The Boston Celtics retired Sam Jones' #24 as part of a franchise that understood ten championships do not happen without exceptional players at every position. Jones won ten NBA championships in twelve seasons, second only to Bill Russell in all-time rings, playing quietly alongside the greatest winner in basketball history and proving crucial to every title. His signature weapon was the bank shot — the ball arcing off the backboard at an angle he had calculated with a geometric precision defenders could not replicate, used from the elbow, the mid-range, and the corner. There was no defensive answer for a shot that ignored conventional geometry. He was named to five All-Star teams, averaged 17.7 points per game, and delivered game-winning shots in multiple Finals series; in 1966 he averaged 23.5 points, more than Russell and Havlicek. Red Auerbach called him the best clutch player he ever coached. Inducted into the Hall of Fame in 1984, Jones is the permanent record of what that bank shot accomplished.

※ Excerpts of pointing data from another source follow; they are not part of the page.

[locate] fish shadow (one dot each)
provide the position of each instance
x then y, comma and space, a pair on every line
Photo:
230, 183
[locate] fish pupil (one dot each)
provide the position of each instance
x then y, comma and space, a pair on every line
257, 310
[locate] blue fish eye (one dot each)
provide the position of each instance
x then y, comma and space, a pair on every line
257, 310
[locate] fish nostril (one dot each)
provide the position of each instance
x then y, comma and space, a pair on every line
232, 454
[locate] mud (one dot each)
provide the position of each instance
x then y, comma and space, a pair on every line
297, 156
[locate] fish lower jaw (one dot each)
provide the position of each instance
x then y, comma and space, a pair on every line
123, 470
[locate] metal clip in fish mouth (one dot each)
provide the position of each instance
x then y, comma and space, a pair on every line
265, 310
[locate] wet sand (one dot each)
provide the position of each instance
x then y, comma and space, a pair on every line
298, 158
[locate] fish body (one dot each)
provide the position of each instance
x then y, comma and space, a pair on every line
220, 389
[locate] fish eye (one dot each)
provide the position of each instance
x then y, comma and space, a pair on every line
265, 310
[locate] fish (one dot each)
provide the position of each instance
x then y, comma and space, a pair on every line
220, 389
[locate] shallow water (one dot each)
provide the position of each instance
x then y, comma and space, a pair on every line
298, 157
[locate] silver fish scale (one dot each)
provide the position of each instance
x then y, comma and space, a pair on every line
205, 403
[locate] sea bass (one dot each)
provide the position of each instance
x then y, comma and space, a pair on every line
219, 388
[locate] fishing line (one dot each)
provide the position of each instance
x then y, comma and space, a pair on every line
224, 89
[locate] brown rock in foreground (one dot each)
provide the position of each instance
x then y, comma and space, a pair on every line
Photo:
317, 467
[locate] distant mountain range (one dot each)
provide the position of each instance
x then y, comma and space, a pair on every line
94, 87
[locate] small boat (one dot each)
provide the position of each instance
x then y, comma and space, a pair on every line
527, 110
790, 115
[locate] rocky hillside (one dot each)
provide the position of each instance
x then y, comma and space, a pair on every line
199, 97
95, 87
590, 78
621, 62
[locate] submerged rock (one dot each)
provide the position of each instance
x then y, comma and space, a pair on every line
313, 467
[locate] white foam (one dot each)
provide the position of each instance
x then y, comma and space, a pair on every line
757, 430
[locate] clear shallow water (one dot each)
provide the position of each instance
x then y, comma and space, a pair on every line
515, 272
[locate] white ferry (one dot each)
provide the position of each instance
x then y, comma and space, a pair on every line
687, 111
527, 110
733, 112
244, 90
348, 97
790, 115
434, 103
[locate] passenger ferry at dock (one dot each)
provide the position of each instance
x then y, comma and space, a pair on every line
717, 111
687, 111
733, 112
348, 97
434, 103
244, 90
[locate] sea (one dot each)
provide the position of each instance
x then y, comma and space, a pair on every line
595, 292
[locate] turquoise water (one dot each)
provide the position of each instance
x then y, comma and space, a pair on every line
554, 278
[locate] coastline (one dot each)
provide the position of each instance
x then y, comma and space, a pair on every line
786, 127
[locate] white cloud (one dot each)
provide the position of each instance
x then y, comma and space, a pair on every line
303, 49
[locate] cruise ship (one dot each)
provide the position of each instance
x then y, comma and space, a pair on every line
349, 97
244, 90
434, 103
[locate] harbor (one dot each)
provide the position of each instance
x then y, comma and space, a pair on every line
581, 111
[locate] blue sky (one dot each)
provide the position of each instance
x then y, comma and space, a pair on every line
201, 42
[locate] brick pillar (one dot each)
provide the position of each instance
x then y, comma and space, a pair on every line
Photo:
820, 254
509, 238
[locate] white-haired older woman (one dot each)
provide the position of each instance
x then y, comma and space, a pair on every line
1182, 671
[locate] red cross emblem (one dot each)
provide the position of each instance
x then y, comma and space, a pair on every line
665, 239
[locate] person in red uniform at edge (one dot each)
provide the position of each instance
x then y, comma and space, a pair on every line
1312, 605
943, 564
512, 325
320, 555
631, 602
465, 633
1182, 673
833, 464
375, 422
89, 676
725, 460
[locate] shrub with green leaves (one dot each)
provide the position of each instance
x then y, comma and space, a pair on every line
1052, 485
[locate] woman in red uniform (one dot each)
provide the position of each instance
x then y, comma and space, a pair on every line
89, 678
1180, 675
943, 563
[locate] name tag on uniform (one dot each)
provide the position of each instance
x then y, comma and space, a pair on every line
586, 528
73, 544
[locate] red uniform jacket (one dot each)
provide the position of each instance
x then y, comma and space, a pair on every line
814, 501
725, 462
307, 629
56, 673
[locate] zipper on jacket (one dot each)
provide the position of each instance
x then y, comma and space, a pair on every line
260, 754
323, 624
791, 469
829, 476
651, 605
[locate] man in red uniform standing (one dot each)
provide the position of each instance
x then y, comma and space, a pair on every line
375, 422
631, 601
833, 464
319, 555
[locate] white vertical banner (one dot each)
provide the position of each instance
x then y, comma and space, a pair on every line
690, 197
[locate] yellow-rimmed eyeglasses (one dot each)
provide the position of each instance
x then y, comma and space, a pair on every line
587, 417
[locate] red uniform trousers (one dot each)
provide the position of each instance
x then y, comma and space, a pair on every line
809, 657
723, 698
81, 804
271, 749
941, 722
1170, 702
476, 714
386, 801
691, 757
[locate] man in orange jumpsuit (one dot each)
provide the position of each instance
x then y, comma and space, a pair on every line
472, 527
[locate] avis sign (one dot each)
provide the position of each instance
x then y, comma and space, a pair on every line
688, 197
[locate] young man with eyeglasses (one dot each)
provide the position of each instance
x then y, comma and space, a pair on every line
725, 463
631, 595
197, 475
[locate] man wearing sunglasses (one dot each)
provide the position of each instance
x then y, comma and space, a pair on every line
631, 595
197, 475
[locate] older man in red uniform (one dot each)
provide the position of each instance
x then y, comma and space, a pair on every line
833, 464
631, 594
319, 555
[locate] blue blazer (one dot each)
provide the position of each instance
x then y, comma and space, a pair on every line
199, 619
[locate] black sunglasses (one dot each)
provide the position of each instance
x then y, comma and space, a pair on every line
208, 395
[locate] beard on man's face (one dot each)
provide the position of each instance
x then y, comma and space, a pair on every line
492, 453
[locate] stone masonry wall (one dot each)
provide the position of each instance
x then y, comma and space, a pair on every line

The Bank Shot That Changed Everything
Sam Jones' signature weapon was not a fadeaway or a stepback or a pull-up jumper. It was the bank shot — the ball arcing off the backboard at an angle that Jones had calculated with a geometric precision defenders could not replicate. He used it from everywhere: the elbow, the mid-range, the corner. And because it came off the glass rather than the rim, it went in when ordinary jumpers would have rattled out. Guards who had taken the angle away still watched the ball bank in off the board. There was no defensive answer for a shot that ignored conventional geometry.
Ten Championships in the Shadow of Greatness
The difficulty of Sam Jones' legacy is inseparable from where he played. Ten championships in twelve seasons is extraordinary by any measure, but it happened alongside Bill Russell and Bob Cousy and John Havlicek, in a dynasty so complete that supporting players' contributions were sometimes absorbed into the collective excellence. Jones was named to five All-Star teams, averaged 17.7 points per game across his career, and delivered game-winning shots in multiple Finals series. In 1966, he averaged 23.5 points per game — more than Russell, more than Havlicek. The team won another championship.
Red Auerbach described Jones as the player who made the dynasty possible in the way every great team has a player like this: the one who takes over when the star cannot, who closes games when the defense has adjusted, who scores thirty points without making the evening about himself. He was, Auerbach said, the best clutch player he ever coached.
The Quiet Greatness
Sam Jones was inducted into the Basketball Hall of Fame in 1984. His #24 was retired by the Celtics as part of a franchise that understood, even if the broader basketball public sometimes forgot, that ten championships do not happen without exceptional players at every position. The bank shot lives in the memory of every Celtic fan who watched it go in at the most important moments. The rings, all ten of them, are the permanent record of what it accomplished.